Federal Regulations: A Modest Proposal
I have a friend who occasionally jokes that if the United States wants to decrease poverty and encourage wealth creation, the government should use the same strategy it does when it wants to encourage a certain behavior and discourage another.
For example, we give tax breaks to people willing to install solar energy in their homes because we want more of that and we tax the heck out of a pack of cigarettes because we want fewer people to smoke.
If we want to be consistent, he says, we should raise taxes on the poor and lower them on the rich.
He doesn’t expect his proposal to get very far, but this is exactly what we have been doing with small businesses through regulations for years. According to a 2012 report, regulations are 80 percent more costly to small businesses than they are to big businesses. An earlier study (2008) found that the annual regulatory cost per employee to small business was nearly $11,000, which was 36 percent higher on a per employee basis when compared to larger businesses.
EPA costs high
When the study broke it down to various types of regulations, if found that environmental regulations costs small businesses $4,101 per employee while that number is just $883 per employee for large businesses.
The reason, of course, is the costs of various licenses, permits and even reports are fixed so their costs represents a much smaller percentage for larger companies.

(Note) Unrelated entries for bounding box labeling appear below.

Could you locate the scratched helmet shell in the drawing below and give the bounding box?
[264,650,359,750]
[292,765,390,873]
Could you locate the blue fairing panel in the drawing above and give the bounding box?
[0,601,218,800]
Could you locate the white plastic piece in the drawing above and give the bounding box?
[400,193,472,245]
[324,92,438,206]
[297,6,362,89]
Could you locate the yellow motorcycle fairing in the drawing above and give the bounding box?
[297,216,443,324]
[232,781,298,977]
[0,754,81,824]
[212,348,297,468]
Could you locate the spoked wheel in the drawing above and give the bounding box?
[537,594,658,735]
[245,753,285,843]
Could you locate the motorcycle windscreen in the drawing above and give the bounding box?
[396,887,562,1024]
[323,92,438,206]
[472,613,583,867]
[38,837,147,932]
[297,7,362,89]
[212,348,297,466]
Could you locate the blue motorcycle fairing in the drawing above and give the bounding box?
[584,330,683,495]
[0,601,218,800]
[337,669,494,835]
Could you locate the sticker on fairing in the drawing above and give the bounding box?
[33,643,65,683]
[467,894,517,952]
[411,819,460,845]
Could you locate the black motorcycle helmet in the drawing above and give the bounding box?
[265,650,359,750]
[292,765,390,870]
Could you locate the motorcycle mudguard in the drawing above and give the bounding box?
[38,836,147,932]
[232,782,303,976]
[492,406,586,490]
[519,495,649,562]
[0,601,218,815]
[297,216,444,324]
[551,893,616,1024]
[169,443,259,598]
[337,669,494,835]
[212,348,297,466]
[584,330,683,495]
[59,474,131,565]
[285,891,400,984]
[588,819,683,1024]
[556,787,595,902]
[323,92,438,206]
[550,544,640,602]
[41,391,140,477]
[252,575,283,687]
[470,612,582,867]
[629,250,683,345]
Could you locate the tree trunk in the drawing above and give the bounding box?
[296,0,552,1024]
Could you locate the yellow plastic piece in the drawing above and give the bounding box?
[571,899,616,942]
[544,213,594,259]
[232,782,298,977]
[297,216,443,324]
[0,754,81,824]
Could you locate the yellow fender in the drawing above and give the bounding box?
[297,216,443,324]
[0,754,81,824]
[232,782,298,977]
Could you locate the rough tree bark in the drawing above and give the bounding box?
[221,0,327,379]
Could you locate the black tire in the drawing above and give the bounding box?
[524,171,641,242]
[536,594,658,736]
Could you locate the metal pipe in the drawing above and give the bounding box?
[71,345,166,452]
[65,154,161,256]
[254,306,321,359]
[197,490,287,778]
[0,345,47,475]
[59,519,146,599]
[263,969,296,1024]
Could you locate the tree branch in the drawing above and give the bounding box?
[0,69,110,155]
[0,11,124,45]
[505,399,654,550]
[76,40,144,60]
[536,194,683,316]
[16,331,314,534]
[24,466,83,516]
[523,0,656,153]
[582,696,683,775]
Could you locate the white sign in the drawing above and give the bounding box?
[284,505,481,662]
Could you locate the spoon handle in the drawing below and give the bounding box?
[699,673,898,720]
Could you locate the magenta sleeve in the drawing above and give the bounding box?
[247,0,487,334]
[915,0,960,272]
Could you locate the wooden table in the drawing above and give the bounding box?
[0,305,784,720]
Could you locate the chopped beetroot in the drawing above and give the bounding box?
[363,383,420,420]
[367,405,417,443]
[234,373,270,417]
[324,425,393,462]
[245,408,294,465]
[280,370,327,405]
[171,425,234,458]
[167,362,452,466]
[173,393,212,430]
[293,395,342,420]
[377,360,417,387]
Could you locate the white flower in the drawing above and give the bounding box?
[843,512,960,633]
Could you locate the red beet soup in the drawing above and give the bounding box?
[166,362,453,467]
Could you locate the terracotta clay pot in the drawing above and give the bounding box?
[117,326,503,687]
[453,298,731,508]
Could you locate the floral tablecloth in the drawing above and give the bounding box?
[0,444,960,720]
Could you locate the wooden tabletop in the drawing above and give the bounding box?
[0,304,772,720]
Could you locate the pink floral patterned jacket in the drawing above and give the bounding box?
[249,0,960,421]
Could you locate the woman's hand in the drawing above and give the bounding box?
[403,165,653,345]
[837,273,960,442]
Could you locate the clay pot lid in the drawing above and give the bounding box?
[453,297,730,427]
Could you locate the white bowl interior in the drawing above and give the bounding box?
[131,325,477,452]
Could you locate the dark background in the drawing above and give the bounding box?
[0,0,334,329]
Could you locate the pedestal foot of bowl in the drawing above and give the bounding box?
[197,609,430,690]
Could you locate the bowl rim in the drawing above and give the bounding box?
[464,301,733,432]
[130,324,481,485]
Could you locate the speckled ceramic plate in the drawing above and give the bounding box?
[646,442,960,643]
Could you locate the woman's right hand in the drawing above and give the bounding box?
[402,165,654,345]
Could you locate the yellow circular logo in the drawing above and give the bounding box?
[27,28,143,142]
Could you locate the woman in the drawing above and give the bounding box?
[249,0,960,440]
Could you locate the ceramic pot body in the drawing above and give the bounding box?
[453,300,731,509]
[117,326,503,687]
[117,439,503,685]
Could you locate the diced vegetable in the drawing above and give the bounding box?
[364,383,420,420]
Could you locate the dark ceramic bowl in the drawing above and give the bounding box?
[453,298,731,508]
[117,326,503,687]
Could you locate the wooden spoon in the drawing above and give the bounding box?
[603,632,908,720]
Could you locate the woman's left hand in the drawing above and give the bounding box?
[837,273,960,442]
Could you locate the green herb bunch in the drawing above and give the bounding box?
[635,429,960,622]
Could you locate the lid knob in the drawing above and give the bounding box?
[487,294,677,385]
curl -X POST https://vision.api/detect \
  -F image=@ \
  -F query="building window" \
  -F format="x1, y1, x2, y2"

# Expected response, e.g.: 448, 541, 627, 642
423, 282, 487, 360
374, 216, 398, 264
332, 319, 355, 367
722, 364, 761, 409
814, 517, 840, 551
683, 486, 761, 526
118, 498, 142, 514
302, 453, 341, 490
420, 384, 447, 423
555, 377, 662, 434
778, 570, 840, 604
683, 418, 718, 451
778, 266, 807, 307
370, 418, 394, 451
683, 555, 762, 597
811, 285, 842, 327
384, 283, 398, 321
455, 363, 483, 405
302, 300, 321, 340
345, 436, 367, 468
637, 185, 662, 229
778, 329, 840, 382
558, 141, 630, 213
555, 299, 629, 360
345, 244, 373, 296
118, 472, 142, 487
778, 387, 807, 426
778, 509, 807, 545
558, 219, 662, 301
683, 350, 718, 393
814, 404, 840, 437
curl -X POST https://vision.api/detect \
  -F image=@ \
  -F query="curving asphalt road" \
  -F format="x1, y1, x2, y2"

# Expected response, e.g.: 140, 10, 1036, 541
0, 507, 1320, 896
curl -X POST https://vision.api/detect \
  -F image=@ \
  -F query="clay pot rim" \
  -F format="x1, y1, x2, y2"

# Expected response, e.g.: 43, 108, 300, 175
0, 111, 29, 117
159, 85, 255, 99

To flip my friend’s “tax the poor to end poverty” upside down and apply it to small business, how about reducing the currently-fixed costs of regulation for small businesses? Make those costs reflect the current way we do taxes – give breaks to those on the lower end of the income scale.
Be doers not talkers
I’m speaking rhetorically here, but there are things Congress and the president can do. The most important of these is to stop talking about small business and its regulatory burden and actually be willing to do something about it.
The recent “budget” that Congress passed may be a signal that we will see some movement on this front – or at least some real debate. Republicans in Congress managed to push through rescinding an irrigation ditch and farm pond water rule the EPA was about to enforce under the Clean Water Act. Also rescinded was a Department of Transportation regulation that would have required more rest for truck drivers.
President to fly solo?
President Obama has vowed to act without legislation to move the country forward on various fronts and during the next two years he will be facing an even more hostile group of legislators.
This could get interesting.
There will have to be some compromise on both sides, as there was with the budget deal. The question is whether there will be any easing of the regulatory burden. If it happens, I expect small business would greet it enthusiastically. Business formation would increase and expansion would be renewed.